I had to add one more that I went out to take of her after the rain. 

She is a bit of a brat to catch but will come up for some yummy oats!


----------



## PaintedHooves (Sep 29, 2008)

Oh wow, she is gorgeous! I love her color.  She has such sweet eyes.


----------



## WSArabians (Apr 14, 2008)

Sheesh, you're right, she does have a massive neck! LOL
Beautiful, though. 
Bays and Gray's... Must've been the song we listened to growing up!

Are you going to start practicing roping those cows behind her, turn her into a roping horse? 

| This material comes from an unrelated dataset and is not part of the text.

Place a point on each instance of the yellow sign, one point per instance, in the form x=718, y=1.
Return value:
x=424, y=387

I didn't think you mentioned that her name had to have five letters.


----------



## TwisterRush (Sep 8, 2009)

*drools* 
Gorgous New Mare


----------



## FGRanch (Feb 9, 2008)

Thanks painted hooves, she does have kind eyes! She better be kind! LOL 

LOL Steffannie, I know it's huge! The funny thing, I as singing that song today! **** 

I think I will work on riding her before I start to rope the neighbors cows!  

I didn't notice that all names ended with A and had 5 letters!


----------



## FGRanch (Feb 9, 2008)

Thanks Twister!


----------



## WSArabians (Apr 14, 2008)

A-rem-a?


----------



## WSArabians (Apr 14, 2008)

Looking back on the pictures, she totally does remind of me Kita!
If she's coming down here to be rode, you best hope she's not half as rough!!


----------



## FGRanch (Feb 9, 2008)

She does look alot like Kita, only much bigger! I really hope she isn't as rough as Kita, I'd have to sell her!


----------



## SFMoneyMarket (Sep 20, 2008)

Wow she's beautiful!
I love me some gray =P


----------



## FGRanch (Feb 9, 2008)

Thanks SFMM, I have to say I really do love the color gray. When I was younger I used to only want a horse if it was gray! LOL


----------



## Chuckface (Apr 25, 2009)

she is stunning! I love greys


----------



## Rio's Kabam (Jan 3, 2007)

She's beautiful! =]


----------



## smrobs (Jul 30, 2008)

Wow, she is quite the looker. And what big bones and feet she has, I like that. Now if only she would stay that color for the rest of her life, oh the curse of a gray horse. LOL.


----------



## Rebelappy (Dec 22, 2008)

she is soooo prettty i love greys too cograts


----------



## FGRanch (Feb 9, 2008)

Thanks everyone for the great compliments! 

LOL I know Smorbs! By the time she is 10 she will be completely white...that sucks! Hopefully she will keep her black mane..BTW her feet don't look as big now, the farrier was here to trim them yesterday! 

*Thanks to everyone who voted! The votes are in and her name is Vesta! *


----------



## smrobs (Jul 30, 2008)

Ugh, I know. LOL. I never have liked gray horses just because of that, I like a horse that picks a color and sticks with it. I just kinda stumbled onto Dobe (we were told he was a buckskin???) and I will never own another if I can help it. It is not so much the color as the melanoma issue that I can't cope with.


----------



## reining girl (Jan 30, 2009)

Gorgeous girl, what are you gonna do with her? How old, how tall, what kind of breeding?


----------



## FGRanch (Feb 9, 2008)

RJ she is a 4 yr old, she is hostiener/Perch cross, stands 16hh and will be using her for trail riding!


----------



## smrobs (Jul 30, 2008)

Aha^^, That explains the build.  At first glance, I thought she was just a really nicely built QH. LOL.


----------



## reining girl (Jan 30, 2009)

lol i thouhgt she was a QH to ! Fooled me. WIll definantly be a nice stout trail horse!


----------



## briget83 (Sep 16, 2009)

OMG so jealous shes beautiful, i'm a sucker for grays and big eyes!


----------